Anyway, if you're about to have a child, I'll have a playlist ready for little whatever his/her name is.
I am finally back in San Diego. I took off on Monday, ready to sail back to California but after forty five minutes on a plane and then a ten hour wait in an airport, I found myself on a train headed back to New York. Heavy fog grounded everything in Baltimore and I didn't want to sleep in an airport, so to Brooklyn I went.
Earlier, when we were playing a lot of Pocket Planes, fog would often be a reason a city shut down. If it was a hub city, you were screwed. I would like to think that a few months of playing Pocket Planes gave me some perspective on how hard it was to re-route all those flights, and so I was patient.
However, due to this long-ish ordeal, I have decided that non-stop flights are the way to go.
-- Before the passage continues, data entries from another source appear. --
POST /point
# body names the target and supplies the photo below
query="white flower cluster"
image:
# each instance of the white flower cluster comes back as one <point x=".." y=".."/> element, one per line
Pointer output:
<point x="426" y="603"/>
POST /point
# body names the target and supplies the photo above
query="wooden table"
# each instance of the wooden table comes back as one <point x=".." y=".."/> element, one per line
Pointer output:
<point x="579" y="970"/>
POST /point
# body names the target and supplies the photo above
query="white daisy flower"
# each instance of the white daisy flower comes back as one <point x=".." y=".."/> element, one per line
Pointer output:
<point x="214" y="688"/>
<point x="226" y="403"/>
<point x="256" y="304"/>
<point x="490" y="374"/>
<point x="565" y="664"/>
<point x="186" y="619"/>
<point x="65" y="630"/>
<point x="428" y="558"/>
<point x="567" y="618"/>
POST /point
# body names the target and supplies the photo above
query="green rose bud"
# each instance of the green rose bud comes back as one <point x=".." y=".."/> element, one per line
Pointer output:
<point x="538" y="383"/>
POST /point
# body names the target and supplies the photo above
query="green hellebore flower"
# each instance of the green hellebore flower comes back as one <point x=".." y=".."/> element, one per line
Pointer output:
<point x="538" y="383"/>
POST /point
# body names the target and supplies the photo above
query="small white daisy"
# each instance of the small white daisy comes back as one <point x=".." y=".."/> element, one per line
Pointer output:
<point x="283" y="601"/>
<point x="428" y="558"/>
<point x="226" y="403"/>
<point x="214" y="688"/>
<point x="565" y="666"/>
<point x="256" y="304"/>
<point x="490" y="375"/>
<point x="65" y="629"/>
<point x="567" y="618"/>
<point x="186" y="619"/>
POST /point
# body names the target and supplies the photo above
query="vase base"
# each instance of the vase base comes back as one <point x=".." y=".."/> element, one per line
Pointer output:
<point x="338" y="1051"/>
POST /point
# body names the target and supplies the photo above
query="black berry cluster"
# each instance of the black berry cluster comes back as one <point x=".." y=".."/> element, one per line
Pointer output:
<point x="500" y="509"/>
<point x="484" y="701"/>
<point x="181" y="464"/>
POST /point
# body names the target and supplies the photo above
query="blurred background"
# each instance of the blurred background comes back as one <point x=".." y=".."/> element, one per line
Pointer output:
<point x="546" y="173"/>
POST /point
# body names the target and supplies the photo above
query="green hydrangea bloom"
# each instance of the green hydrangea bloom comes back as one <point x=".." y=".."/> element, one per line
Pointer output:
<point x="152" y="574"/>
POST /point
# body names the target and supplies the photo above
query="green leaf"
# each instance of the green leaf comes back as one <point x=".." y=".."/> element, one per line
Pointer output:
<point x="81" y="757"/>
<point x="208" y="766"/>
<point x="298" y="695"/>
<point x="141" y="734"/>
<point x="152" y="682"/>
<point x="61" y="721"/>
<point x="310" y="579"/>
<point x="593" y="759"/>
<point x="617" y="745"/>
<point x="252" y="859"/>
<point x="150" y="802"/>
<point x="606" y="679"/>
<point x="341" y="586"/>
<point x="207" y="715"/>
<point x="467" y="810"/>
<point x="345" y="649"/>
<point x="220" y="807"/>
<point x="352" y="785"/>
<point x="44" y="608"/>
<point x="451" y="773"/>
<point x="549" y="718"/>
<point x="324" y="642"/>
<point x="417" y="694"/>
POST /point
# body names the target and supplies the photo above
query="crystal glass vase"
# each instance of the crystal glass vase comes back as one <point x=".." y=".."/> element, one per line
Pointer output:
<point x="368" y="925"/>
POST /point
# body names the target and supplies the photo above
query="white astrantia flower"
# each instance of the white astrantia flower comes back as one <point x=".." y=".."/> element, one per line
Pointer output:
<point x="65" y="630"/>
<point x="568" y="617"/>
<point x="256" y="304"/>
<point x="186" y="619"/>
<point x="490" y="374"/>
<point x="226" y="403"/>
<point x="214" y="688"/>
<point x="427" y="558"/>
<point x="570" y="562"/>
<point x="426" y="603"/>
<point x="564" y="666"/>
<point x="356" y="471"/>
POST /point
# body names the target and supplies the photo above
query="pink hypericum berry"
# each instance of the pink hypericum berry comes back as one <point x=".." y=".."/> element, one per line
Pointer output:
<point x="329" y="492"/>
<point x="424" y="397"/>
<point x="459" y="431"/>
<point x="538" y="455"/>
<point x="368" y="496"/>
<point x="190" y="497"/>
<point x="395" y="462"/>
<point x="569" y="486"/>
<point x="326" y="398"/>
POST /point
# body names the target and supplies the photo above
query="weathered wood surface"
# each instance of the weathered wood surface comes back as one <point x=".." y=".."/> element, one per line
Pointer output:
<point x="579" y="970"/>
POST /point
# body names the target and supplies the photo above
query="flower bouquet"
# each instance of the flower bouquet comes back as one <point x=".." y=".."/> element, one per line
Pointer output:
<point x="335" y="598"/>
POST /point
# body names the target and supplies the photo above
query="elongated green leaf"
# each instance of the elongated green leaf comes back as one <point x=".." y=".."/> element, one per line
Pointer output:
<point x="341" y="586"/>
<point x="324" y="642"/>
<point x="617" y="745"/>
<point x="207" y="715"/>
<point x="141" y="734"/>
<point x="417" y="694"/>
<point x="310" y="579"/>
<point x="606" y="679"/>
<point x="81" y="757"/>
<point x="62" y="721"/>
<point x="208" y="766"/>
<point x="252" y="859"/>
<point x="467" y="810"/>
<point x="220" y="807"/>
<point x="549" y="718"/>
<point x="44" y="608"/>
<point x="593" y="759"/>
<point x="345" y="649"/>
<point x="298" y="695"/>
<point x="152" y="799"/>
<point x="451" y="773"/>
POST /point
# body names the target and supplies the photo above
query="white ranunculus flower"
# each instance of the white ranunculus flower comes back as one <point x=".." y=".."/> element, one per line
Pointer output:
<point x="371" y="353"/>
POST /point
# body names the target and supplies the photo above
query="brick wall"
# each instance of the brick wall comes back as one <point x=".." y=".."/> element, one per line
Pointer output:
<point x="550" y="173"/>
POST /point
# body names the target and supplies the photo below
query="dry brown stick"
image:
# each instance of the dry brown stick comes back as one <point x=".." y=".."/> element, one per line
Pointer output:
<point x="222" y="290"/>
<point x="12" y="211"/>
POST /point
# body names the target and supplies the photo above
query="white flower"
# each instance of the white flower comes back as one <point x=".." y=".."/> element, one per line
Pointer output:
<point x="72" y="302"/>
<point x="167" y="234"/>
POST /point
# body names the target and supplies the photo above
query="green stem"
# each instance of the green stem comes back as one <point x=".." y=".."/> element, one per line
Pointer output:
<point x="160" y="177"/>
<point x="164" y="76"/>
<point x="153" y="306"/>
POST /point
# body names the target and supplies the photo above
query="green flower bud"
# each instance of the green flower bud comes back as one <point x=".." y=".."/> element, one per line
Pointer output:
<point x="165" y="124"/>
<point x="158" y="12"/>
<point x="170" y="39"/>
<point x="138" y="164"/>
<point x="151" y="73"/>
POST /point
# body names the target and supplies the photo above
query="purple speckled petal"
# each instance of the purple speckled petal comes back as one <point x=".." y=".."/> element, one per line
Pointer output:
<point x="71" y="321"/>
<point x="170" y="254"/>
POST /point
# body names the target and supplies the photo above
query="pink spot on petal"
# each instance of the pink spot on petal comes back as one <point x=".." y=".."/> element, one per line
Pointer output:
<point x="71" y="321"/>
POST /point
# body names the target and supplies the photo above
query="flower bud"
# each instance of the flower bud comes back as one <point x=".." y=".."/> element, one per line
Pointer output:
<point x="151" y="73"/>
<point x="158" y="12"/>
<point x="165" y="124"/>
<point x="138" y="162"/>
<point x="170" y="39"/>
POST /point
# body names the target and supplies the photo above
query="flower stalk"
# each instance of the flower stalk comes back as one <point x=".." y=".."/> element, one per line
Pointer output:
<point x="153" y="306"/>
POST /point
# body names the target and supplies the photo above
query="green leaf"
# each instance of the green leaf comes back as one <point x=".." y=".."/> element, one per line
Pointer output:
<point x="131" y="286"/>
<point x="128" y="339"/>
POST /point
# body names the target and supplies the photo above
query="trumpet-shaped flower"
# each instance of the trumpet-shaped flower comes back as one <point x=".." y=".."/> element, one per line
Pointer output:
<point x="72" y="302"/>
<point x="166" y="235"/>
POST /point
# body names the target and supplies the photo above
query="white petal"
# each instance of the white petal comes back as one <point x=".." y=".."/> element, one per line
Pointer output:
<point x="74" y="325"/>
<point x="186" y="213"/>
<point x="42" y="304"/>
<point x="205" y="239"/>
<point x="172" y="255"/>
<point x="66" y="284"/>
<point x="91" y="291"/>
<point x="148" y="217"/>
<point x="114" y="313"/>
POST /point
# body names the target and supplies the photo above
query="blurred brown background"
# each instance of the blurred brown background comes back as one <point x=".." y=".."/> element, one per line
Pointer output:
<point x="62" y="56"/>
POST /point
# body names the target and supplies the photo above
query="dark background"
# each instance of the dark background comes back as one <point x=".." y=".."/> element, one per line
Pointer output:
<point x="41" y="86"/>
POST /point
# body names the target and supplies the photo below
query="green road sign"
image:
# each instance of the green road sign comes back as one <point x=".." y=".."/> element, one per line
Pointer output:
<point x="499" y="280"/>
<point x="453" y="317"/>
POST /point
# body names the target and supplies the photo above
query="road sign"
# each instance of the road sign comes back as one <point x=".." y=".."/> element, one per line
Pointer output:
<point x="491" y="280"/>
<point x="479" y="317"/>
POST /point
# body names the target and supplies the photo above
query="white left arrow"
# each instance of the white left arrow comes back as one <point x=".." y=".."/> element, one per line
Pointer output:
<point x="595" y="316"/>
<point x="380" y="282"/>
Thus another addition to my list of "things I used to do in my twenties that I will no longer do in my thirties." Before, traveling was about finding the cheapest flights regardless of number of stops. Now, the potential aggravation of waiting, missing connections, etc. are just not worth it. So for that extra $100, I will fly direct. It's a big step, and hopefully part of my growing maturity into a real adult. Adults fly straight to their destination.
The other day, a friend of a friend, who's a flight attendant, was excited to recruit me for their hiring process. (We met up with her at a super fancy CVS on 14th and 8th Ave. The space used to be an old bank and it's basically the Grand Central of CVSes as the interior has vaulted ceilings and marble columns.) While I don't really need a new job, after hearing her talk about the lifestyle, I would seem to be an ideal candidate. Being a flight attendant would allow me to have a super flexible schedule traveling the world for cheap, and think of the people I would meet everywhere.
On my ride home, I studied the flight attendants, to see if I could stomach being fake nice to so many people. I could probably do it for a few flights a month, but as always, there's no way I would want to fly around and travel without a buddy in tow. So there goes the flight attendant dream. Also, I'm supposed to be putting down roots, not trying to find more efficient ways to be nomadic. I am still going to apply though, because the interview process seems interesting, and maybe I could article it up or something.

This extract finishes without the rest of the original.